Silicon Valley needs to develop “supply webs,” not “supply chains,” expert says

Not all tech supply chains are equal.
Last year’s devastating earthquake and nuclear meltdown in Japan and floods in Thailand, the world’s largest manufacturer of computer hard drives, disrupted the supplies of critical components to a number of global tech companies, said Jonathan Wright, a Singapore-based Accenture executive who visited Silicon Valley recently.
“When Fukushima (location of the nuclear disaster) happened, some companies were paralyzed by indecision,” said Wright, a supply management expert. “But there were others that had good information and good people on the ground (across Asia). They were able within days to strike up new supply points, from Korea to China. They pulled ahead of the rest of the competition because they had a much more dynamic model.”
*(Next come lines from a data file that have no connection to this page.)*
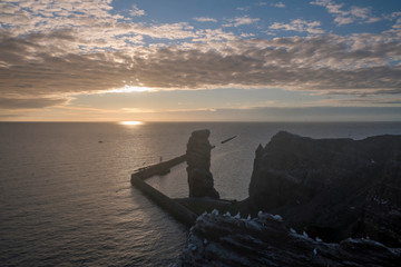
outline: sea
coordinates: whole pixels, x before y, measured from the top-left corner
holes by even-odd
[[[188,228],[131,187],[130,175],[185,154],[198,129],[216,146],[215,188],[242,200],[256,147],[280,130],[363,139],[401,135],[401,122],[0,122],[0,266],[172,266]],[[186,197],[185,168],[147,182]]]

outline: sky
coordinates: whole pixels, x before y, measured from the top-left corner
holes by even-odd
[[[0,121],[123,120],[401,121],[401,1],[0,1]]]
Now, developing back-up suppliers is “front of mind” for most tech companies, Wright said.
Companies need to build a “supply web” consisting of multiple vendors in different regions, he said. And they need to know who supplies their Asian partners to ensure a more diverse flow of components to minimize the risk of costly disruptions, Wright said.
It’s also important for multinationals to build close relations with vendors, he said.
“Trust-based relationships are critical in Asia,” Wright said. Many companies quickly abandoned long-term partners in Japan after the catastrophe, he said. “Those that stuck around — the Japanese valued that.”